Inspira : extraits des conclusions des commissaires enquêteurs

Suivez ce lien pour lire les rapport, conclusion et annexes du très méthodique, précis et intéressant rendu de l’enquête publique sur le projet Inspira. Ci-dessous, des extraits des conclusions des commissaires enquêteurs.

Par sa localisation géographique remarquable, la présence de grandes voies de communication, l’existence de la plateforme Osiris et par un contexte politique et administratif favorable, le site Inspira présente d’importants atouts. Le projet est toutefois fortement desservi par un dossier très volumineux mais de médiocre qualité, mais aussi par une déficience d’état des lieux dans plusieurs domaines, le manque de mesures concrètes, le report constant à des études ultérieures malgré des urgences chroniques (ressources en eau de nappe, voiries congestionnées, surexpositions à des pollutions et des nuisances), et par l’insuffisance rédhibitoire de réelles mesures compensatoires à la destruction d’habitats naturels remarquables, voire patrimoniaux pour certains.

Pour toutes ces raisons, détaillées dans les présentes conclusions pour chacune des autorisations sollicitées, la commission émet unanimement un avis défavorable au projet dans son ensemble et considère que le dossier doit être entièrement repris sur la base d’un projet mieux dimensionné, bien mieux compensé, et bien plus protecteur des tiers.
En résumé, c’est « trop gros, trop tôt ».

1.1.2. Création d’emplois et d’activités économiques
Quoi qu’il en soit, le chiffre annoncé de 2 000 emplois créés, voire 3 000 selon le préfet de région à l’échéance 2035-2040, n’est pas suffisamment justifié. Si le projet participe incontestablement au développement économique du secteur, les retombées pouvant être attendues ne sont pas explicitées, notamment en absence de tout retour d’expérience sur la partie déjà aménagée au nord du site.
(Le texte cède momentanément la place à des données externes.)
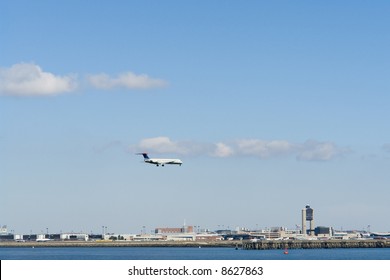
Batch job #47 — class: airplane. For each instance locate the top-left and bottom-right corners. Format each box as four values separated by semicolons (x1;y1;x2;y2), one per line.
137;153;183;166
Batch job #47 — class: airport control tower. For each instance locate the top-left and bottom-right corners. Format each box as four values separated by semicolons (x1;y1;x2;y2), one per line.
302;205;314;236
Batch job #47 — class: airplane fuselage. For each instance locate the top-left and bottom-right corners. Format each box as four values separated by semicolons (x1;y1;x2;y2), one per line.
137;153;183;166
144;158;183;166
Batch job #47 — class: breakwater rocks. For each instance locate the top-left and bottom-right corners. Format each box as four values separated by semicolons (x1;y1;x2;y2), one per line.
242;240;390;250
0;240;242;248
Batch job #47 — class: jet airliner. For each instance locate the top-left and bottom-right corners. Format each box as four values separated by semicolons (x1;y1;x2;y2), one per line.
137;153;183;166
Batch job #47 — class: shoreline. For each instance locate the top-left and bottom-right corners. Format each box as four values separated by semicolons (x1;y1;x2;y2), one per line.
0;240;390;250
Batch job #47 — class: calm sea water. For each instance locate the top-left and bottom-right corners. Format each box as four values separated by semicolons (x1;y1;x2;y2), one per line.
0;247;390;260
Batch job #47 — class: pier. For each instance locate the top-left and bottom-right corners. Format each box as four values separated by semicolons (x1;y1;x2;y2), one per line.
242;239;390;250
0;239;390;250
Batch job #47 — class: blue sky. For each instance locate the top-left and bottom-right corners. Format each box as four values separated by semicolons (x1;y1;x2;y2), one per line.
0;0;390;233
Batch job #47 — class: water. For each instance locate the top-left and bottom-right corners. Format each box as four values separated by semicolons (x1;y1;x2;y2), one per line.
0;247;390;260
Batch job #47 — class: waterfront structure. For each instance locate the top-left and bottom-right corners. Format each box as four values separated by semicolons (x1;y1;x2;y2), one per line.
0;225;8;235
302;205;314;236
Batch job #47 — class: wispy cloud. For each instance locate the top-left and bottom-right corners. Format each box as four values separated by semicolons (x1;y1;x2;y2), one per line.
87;72;168;90
131;137;349;161
0;63;77;96
0;63;168;96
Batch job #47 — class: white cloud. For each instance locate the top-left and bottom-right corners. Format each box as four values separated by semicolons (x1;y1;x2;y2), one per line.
233;139;295;158
87;72;167;90
382;143;390;153
297;140;349;161
132;137;349;161
213;143;234;157
0;63;77;96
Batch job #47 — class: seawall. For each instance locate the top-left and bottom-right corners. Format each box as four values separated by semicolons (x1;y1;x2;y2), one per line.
0;240;390;250
242;239;390;250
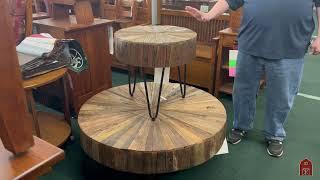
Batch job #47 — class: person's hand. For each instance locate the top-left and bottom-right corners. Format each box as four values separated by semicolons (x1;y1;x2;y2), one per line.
185;6;210;22
311;36;320;55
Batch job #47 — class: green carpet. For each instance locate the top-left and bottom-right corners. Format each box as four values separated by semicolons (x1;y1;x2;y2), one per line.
40;53;320;180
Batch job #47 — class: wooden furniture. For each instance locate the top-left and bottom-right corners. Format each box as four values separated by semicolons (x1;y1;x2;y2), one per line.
23;68;71;146
114;26;197;68
78;26;226;174
78;83;226;174
230;8;243;31
0;1;34;154
100;0;151;27
0;1;63;180
34;16;112;112
51;0;94;24
112;9;230;94
0;136;64;180
162;0;217;10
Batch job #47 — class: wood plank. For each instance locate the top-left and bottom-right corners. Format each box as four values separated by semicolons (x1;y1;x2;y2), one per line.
78;83;226;174
0;137;64;180
0;1;33;154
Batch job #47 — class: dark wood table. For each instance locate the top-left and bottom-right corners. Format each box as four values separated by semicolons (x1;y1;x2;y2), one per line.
33;16;113;112
78;26;226;174
23;68;71;146
0;137;64;180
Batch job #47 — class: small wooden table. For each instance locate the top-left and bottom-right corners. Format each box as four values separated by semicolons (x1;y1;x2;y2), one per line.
78;82;226;174
78;26;226;174
0;137;64;180
23;68;71;146
33;16;113;113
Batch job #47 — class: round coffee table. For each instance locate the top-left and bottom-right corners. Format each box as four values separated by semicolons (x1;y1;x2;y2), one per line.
78;26;226;174
78;83;226;174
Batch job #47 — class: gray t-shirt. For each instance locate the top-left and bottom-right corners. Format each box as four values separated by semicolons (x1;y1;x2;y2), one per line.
227;0;320;59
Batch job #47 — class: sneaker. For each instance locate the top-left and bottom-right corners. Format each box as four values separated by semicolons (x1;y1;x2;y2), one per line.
227;129;247;144
267;140;283;157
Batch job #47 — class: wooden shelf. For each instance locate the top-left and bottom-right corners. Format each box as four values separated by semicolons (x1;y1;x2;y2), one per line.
0;136;64;180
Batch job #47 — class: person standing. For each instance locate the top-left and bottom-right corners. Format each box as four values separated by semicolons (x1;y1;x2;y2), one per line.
186;0;320;157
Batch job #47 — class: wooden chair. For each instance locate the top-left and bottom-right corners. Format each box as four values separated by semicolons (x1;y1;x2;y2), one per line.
161;9;229;94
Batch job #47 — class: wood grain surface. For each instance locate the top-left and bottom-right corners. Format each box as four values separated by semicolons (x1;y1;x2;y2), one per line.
114;26;197;67
78;83;226;174
0;136;64;180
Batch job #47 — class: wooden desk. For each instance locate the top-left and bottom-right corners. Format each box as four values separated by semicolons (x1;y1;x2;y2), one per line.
33;16;113;112
23;68;71;146
0;137;64;180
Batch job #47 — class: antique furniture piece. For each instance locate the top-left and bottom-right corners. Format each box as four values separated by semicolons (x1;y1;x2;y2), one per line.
23;68;71;146
112;9;230;94
100;0;151;27
161;9;230;94
0;1;34;155
162;0;216;10
78;26;226;174
33;16;112;112
51;0;94;24
0;136;64;180
0;1;63;180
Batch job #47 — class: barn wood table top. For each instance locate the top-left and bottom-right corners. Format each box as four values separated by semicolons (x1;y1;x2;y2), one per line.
114;25;197;68
78;83;226;174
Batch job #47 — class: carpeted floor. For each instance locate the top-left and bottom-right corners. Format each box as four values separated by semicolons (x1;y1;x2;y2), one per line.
40;52;320;180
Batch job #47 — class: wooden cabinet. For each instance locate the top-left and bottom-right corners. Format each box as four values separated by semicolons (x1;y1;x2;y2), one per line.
33;16;112;112
214;28;238;97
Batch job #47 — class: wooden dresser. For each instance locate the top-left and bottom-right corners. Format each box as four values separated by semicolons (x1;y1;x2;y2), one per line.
33;16;113;113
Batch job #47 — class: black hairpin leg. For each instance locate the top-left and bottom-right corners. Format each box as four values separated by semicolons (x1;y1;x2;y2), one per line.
128;67;137;96
178;64;187;98
141;68;165;121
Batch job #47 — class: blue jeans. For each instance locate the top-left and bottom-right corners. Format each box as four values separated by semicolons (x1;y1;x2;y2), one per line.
233;52;304;141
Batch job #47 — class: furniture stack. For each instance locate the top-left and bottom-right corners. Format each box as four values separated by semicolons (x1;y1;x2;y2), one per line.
33;0;113;114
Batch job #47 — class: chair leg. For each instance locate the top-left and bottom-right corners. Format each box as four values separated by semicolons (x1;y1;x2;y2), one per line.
26;89;41;138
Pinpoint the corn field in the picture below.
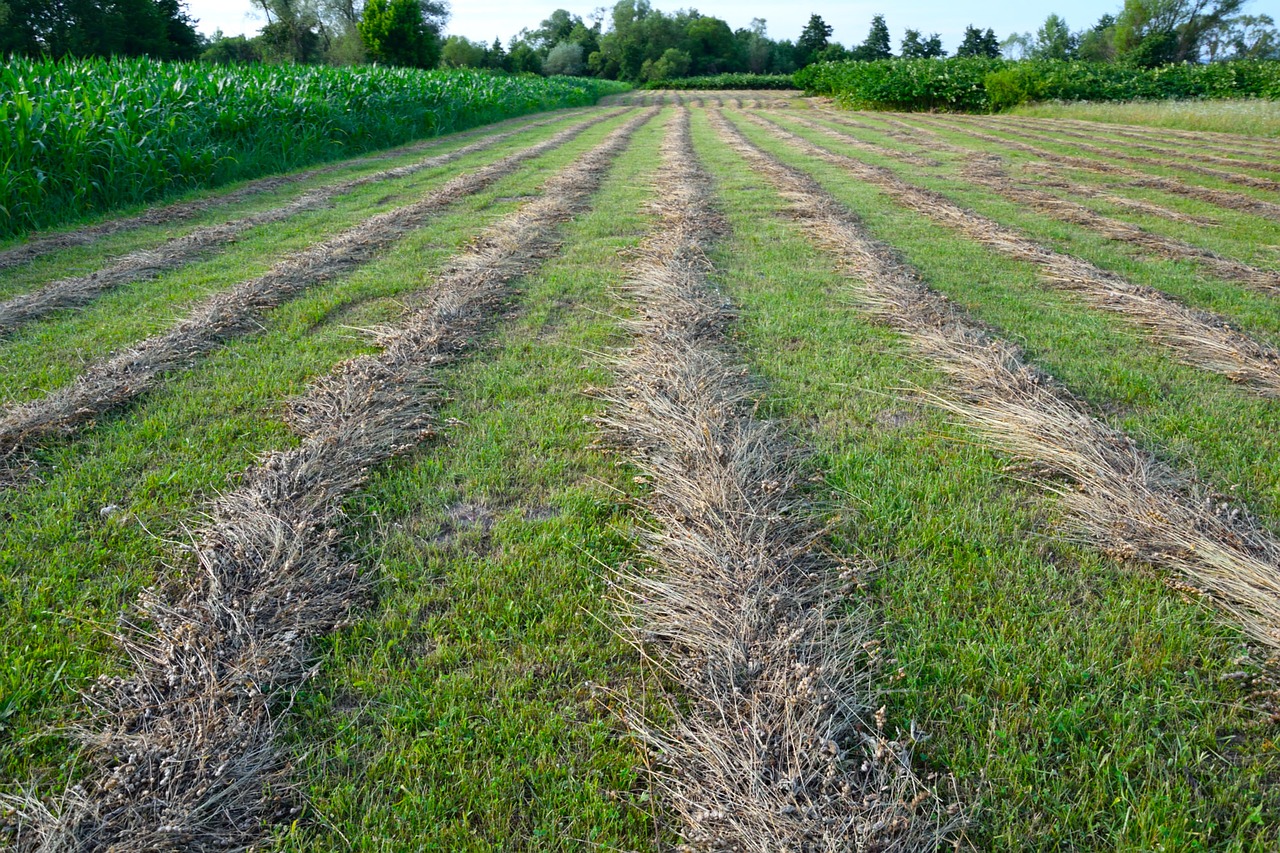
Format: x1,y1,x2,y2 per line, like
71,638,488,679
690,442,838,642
0,58,617,236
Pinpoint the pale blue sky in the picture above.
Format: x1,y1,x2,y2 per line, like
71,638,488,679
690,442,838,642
187,0,1177,53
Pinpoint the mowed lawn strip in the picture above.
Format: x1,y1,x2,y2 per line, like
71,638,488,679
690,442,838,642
764,113,1280,327
0,108,590,285
730,115,1280,530
270,117,669,850
695,109,1277,849
0,110,620,402
0,111,640,780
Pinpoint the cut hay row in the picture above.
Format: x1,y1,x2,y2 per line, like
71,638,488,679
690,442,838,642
0,111,596,336
987,117,1280,175
795,112,1280,293
0,113,614,483
1029,117,1280,158
911,115,1280,219
964,160,1280,295
0,106,588,270
960,112,1280,192
602,113,948,853
5,113,652,853
865,113,1219,227
713,108,1280,651
749,109,1280,397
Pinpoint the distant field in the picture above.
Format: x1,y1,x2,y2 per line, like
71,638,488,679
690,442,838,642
0,58,626,240
0,96,1280,852
1012,100,1280,137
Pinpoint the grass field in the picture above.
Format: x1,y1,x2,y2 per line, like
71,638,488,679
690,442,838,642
0,91,1280,850
1012,99,1280,137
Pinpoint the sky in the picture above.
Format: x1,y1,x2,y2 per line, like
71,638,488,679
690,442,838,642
187,0,1131,53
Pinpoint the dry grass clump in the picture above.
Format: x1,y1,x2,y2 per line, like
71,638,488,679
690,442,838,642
0,112,581,336
989,117,1280,172
964,158,1280,293
972,113,1280,192
2,109,650,853
717,106,1280,649
750,108,1280,397
913,117,1280,219
870,118,1217,227
0,113,613,482
0,108,593,269
602,114,955,853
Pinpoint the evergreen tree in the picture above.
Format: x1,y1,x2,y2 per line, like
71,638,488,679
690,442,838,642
796,15,835,68
956,24,1000,59
852,15,893,63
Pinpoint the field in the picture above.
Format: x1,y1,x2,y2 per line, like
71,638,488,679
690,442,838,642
0,90,1280,852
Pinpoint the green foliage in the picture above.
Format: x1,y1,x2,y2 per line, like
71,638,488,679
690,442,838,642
0,59,629,236
795,58,1280,113
641,74,795,91
795,56,1002,113
901,29,947,59
543,41,585,77
357,0,440,68
956,24,1000,59
0,0,201,59
850,15,893,63
796,15,835,68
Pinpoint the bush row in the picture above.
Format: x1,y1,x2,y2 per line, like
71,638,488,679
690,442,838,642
795,58,1280,113
0,58,627,237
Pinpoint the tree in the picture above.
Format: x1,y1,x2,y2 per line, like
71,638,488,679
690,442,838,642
357,0,445,68
854,15,893,61
0,0,202,59
1075,15,1116,63
795,15,835,68
1003,32,1036,59
1032,14,1079,60
200,29,262,65
543,41,585,77
900,29,947,59
1203,15,1280,63
956,24,1000,59
1115,0,1244,68
643,47,692,81
440,36,485,68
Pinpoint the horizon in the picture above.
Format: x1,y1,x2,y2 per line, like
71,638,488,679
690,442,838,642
186,0,1131,54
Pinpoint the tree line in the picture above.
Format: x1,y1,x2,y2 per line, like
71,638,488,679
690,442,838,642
0,0,1280,75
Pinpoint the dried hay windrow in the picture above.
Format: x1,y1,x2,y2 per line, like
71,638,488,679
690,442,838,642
967,113,1280,192
964,158,1280,293
988,117,1280,175
1036,117,1280,158
0,108,593,269
993,117,1280,165
855,115,1219,228
0,111,599,336
2,108,652,853
602,106,955,853
0,113,624,484
913,117,1280,219
717,109,1280,651
750,117,1280,397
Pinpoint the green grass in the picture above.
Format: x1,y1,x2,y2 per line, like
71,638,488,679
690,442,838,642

Actuellement 22 entreprises sont installées sur la zone avec 900 emplois créés. L’absence de tout état des lieux sur les retombées locales, en termes d’activités induites, d’emplois indirects, etc., ne permet pas d’apprécier la réelle contribution de la zone sur le plan économique et social à ce jour comme à l’avenir.

1.1.3. Multimodalité
Toute augmentation de marchandises transportées par fer ou par voie fluviale se traduit en grande part par une augmentation de camions sur les routes, y compris sur des petites distances mais ce qui ne change rien pour la population riveraine
La commission ne peut que demander au maître d’ouvrage de respecter sa propre charte, pièce maîtresse de son SME (système de management environnemental), et de se recentrer sur sa vocation première, telle qu’elle est encore affichée dans sa charte : une zone d’activité innovante, réellement multimodale et non Seveso.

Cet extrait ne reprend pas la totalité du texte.